Надоело ждать; он вскочил и принялся ходить по двору, заглядывая в темные стекла, топча осколки стекла, разбитый кирпич.

Заброшенный сарай скривился на сторону, дверь висела на одной петле. Сергей толкнул ее ногой, она проскрипела ржавым басом.

Прошло еще с полчаса. Он наконец потерял терпение и выглянул из пустыря: никого не было видно.

Пройдя через ворота, он заглянул за угол и вышел на Бармалееву.

Шагов за двадцать он различил темную фигуру какого-то человека; издалека он принял его за военмора.

Человек шел по другой стороне улицы, заложив руки в штаны и как будто высматривая кого-то.

Он был без шапки, ворот матросской блузы приподнят и, должно быть, зашпилен булавкой.

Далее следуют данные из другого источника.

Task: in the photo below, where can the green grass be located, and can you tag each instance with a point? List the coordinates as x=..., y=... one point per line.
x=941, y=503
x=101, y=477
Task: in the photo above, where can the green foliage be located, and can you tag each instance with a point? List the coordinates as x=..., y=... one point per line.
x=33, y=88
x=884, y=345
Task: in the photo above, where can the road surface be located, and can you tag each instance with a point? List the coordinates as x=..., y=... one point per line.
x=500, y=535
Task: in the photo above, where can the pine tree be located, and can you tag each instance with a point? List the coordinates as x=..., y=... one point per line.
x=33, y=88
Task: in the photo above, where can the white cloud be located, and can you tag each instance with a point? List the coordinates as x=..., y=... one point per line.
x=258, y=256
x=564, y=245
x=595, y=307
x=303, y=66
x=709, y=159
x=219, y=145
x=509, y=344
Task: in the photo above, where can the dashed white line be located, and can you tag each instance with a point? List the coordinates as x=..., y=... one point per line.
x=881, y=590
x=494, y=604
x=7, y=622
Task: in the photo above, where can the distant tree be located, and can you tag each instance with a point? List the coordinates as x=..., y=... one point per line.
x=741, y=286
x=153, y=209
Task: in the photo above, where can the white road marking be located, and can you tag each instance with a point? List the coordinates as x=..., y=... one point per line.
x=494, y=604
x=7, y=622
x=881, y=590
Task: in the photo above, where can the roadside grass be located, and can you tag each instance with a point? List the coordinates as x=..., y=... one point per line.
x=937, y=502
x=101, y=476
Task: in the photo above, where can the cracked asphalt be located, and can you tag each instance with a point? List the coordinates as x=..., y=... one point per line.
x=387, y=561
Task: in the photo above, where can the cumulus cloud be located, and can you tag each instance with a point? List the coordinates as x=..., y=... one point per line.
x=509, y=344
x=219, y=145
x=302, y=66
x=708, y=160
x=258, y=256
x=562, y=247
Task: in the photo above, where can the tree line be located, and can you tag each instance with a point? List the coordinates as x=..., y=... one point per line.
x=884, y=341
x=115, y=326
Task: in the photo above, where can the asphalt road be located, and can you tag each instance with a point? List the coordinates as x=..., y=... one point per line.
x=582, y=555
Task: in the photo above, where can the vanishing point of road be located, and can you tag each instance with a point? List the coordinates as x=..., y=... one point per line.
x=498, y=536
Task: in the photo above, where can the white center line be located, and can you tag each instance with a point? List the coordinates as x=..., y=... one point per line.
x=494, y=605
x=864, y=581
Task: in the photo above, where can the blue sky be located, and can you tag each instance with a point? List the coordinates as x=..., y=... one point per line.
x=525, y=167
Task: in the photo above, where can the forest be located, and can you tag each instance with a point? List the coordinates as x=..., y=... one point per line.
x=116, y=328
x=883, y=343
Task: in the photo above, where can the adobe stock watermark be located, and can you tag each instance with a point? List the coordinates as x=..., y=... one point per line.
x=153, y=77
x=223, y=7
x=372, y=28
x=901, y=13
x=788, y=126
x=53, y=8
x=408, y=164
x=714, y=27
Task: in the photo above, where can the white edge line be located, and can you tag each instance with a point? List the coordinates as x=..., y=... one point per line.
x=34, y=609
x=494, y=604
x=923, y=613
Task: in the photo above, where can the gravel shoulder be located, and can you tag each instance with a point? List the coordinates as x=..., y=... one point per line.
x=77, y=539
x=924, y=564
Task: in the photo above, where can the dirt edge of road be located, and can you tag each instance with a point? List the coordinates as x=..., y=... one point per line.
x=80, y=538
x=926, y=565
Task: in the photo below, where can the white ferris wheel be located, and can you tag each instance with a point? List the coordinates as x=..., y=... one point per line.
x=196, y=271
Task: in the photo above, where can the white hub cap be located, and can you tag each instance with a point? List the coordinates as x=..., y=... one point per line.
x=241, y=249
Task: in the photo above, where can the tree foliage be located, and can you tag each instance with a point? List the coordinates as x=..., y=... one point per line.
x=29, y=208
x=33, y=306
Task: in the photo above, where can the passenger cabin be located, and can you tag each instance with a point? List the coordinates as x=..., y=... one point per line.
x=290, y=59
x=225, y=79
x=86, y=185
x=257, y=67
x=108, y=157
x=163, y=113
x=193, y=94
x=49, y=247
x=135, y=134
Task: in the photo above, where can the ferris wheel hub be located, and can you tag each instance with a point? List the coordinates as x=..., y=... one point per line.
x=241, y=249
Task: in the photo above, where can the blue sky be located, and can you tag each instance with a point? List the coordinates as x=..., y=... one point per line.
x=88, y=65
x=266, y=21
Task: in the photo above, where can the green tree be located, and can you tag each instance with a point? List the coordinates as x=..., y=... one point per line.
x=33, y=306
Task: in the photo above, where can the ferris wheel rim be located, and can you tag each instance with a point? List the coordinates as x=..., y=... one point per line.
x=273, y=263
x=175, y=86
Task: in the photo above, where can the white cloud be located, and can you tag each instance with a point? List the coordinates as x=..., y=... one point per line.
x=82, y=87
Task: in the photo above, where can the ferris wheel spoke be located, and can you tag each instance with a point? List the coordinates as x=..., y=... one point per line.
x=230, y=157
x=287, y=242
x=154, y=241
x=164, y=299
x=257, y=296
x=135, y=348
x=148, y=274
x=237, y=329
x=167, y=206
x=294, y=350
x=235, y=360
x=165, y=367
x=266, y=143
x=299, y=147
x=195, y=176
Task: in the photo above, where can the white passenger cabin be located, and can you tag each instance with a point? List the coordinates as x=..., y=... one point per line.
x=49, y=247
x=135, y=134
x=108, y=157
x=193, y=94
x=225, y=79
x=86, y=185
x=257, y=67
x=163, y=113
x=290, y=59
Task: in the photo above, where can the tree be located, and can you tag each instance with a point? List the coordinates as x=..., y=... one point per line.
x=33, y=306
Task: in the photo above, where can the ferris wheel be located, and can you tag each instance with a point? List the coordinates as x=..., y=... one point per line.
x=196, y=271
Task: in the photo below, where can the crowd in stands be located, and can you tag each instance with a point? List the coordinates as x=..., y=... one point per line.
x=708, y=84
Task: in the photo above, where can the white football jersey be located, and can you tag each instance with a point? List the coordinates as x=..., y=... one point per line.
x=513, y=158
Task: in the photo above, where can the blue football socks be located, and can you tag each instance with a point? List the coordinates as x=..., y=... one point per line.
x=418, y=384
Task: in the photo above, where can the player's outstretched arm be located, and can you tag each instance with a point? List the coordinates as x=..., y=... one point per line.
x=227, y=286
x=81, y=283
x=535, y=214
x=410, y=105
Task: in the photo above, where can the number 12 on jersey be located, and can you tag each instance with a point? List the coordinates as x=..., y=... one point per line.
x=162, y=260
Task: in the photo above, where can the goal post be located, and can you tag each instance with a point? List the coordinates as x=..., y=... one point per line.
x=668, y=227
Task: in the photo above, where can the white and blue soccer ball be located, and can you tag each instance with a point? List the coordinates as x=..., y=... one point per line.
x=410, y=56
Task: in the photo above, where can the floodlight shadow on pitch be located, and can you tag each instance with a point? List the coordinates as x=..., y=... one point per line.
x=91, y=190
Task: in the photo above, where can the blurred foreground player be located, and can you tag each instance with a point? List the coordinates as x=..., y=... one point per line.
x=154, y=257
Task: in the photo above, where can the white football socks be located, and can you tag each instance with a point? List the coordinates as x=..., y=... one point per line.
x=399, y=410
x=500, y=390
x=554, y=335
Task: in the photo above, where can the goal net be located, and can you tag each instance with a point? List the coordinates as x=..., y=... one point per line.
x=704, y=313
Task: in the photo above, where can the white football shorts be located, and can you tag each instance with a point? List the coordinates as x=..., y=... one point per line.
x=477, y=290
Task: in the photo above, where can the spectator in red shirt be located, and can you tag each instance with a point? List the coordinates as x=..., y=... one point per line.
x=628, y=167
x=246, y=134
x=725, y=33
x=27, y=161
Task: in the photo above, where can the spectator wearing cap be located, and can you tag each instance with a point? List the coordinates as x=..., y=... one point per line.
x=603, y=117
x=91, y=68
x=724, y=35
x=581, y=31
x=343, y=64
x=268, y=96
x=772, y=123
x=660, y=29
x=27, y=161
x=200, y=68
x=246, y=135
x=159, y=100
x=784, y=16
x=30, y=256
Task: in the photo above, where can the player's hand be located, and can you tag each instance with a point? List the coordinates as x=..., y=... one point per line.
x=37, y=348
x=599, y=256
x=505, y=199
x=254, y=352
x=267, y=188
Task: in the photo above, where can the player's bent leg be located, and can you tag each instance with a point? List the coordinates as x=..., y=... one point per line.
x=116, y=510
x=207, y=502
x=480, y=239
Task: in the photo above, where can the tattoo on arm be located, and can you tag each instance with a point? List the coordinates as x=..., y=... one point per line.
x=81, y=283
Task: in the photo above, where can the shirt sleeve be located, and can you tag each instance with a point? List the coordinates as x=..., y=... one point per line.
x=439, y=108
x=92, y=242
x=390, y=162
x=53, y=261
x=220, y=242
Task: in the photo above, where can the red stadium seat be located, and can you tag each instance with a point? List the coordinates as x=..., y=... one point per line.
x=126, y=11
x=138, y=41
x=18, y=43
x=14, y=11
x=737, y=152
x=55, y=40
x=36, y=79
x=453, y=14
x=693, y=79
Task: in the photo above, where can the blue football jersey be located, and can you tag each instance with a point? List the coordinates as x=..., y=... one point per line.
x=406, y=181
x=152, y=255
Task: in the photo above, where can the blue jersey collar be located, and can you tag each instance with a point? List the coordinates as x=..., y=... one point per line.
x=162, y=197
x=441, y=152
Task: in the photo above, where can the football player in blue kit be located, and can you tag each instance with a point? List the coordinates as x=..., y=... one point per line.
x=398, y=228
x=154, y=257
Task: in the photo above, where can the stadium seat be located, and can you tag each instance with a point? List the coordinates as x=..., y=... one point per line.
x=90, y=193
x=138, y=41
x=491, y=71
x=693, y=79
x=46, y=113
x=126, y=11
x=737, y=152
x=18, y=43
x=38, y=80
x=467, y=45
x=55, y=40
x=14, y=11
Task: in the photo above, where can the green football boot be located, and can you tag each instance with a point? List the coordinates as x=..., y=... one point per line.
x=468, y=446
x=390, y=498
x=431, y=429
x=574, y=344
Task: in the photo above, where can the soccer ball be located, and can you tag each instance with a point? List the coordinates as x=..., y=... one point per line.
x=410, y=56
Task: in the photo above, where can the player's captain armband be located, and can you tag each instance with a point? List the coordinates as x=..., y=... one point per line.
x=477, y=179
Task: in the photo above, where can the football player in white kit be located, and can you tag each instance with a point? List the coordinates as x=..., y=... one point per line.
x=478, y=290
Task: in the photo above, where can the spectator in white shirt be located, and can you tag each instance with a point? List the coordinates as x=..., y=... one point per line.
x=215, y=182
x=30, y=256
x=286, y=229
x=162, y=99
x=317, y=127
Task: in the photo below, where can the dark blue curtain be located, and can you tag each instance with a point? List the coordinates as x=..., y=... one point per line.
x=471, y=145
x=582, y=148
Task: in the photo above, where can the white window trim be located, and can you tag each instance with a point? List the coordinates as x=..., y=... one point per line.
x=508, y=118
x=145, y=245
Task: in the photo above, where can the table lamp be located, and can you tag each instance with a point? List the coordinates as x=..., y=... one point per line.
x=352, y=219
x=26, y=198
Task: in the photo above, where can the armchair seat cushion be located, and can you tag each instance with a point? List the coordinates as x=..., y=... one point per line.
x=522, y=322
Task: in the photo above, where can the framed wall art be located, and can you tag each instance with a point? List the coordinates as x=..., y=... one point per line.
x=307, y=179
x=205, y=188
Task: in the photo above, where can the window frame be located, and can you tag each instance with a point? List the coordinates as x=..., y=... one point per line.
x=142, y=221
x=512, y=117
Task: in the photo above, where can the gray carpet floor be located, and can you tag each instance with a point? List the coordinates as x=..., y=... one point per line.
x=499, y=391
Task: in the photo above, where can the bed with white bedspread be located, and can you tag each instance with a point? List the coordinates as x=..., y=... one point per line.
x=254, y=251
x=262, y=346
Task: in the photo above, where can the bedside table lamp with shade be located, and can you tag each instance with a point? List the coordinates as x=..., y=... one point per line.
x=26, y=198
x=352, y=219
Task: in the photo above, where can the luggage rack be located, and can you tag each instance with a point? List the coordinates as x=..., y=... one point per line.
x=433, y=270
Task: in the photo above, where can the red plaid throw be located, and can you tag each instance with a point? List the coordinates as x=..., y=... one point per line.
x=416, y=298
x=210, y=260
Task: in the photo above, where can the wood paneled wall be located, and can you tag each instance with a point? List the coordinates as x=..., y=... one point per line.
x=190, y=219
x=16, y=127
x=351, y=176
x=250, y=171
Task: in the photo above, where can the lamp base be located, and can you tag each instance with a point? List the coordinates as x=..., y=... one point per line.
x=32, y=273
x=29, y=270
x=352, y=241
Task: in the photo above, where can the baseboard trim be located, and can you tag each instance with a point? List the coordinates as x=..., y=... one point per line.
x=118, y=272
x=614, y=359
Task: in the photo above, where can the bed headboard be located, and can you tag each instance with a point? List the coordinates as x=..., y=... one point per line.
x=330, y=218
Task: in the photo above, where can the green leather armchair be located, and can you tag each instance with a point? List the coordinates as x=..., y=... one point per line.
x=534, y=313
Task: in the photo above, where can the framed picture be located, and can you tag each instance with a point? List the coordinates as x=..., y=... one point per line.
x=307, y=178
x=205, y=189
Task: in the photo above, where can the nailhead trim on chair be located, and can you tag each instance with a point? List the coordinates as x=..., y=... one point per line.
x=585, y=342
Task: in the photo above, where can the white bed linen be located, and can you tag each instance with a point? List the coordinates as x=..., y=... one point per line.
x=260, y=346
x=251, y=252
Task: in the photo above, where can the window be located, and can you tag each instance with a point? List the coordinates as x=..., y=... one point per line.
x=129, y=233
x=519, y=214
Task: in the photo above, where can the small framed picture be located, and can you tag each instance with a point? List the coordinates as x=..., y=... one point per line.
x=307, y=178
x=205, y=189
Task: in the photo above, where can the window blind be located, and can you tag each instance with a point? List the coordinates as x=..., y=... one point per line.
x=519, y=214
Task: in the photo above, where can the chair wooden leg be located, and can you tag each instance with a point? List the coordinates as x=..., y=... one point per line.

«Уж не меня ли он высматривает?»

Человек в матросской блузе остановился в тени деревянного строения, которым кончалась Бармалеева улица. Немного погодя из-за решетки, окружавшей пустырь, на другой стороне улицы показалась женщина в длинной шали, накинутой на голову.

Человек в блузе пропустил ее мимо, сделал шаг за нею.

Еще минута, и Сергею показалось, что его голова оторвалась от тела и, как бы взбесившись, полетела по воздуху. Он услышал отчаянный женский крик, который он узнал и от которого у него ушло, провалилось, упало черт знает куда сердце.

Он бросился бежать и, еще не добежав, увидел, что военмор наклонился над женщиной, закутанной в шаль, и качал головой, как будто с сожалением:

— Ах, так это ж не она, не Сушка!

В следующую минуту он исчез, как будто растаяв в воздухе.

Сергей добежал и ничком повалился на землю. Еще прежде, чем добежать, он знал почти наверное, что женщина, лежавшая лицом вниз возле сторожевой будки, была Екатерина Ивановна.


15


Рот был сжат и казался узким, как карандашная линия, глаза открыты, и в них еще стояли слезы — все это Сергей разглядел под светом луны, выставившей на несколько минут свои рога из-под изодранных облаков.

Он вскочил на ноги и с бешенством царапнул себя по лицу руками.

— Помогите!!

Тут же он как будто испугался своего громкого голоса, снова стал на колени и принялся зачем-то поддерживать руками запрокинутую голову Екатерины Ивановны.

Голова легко перекатывалась в руках, и через несколько минут стало казаться, что она отделилась от тела.

Он снова вскочил и с испугом огляделся вокруг себя; но тут же, как будто позабыв все, что случилось, озабоченно потер лоб и прошелся так, как бы раздумывая, туда и обратно, от одного дома до другого.

— Помогите, — сказал он еще раз и вдруг бросился к Екатерине Ивановне, схватил ее, поднял на руках и понес, крепко прижимая к себе.

Он прошел, спотыкаясь и с трудом ступая потяжелевшими ногами, не более десяти шагов, как увидел высокого человека в полупальто, которое в темноте казалось женской юбкой, надетой на плечи.

Человек стоял у телеграфного столба и с нерешительным видом глядел на Сергея.

— Помогите!

Человек в полупальто оглянулся и бросился бежать опрометью. На углу Малого он трусливо обернулся и исчез.

«Да как же это, черт возьми. Что же делать?»

Сергей присел на тумбу, не выпуская из рук негибкого тела, которое вдруг показалось ему похожим на куклу.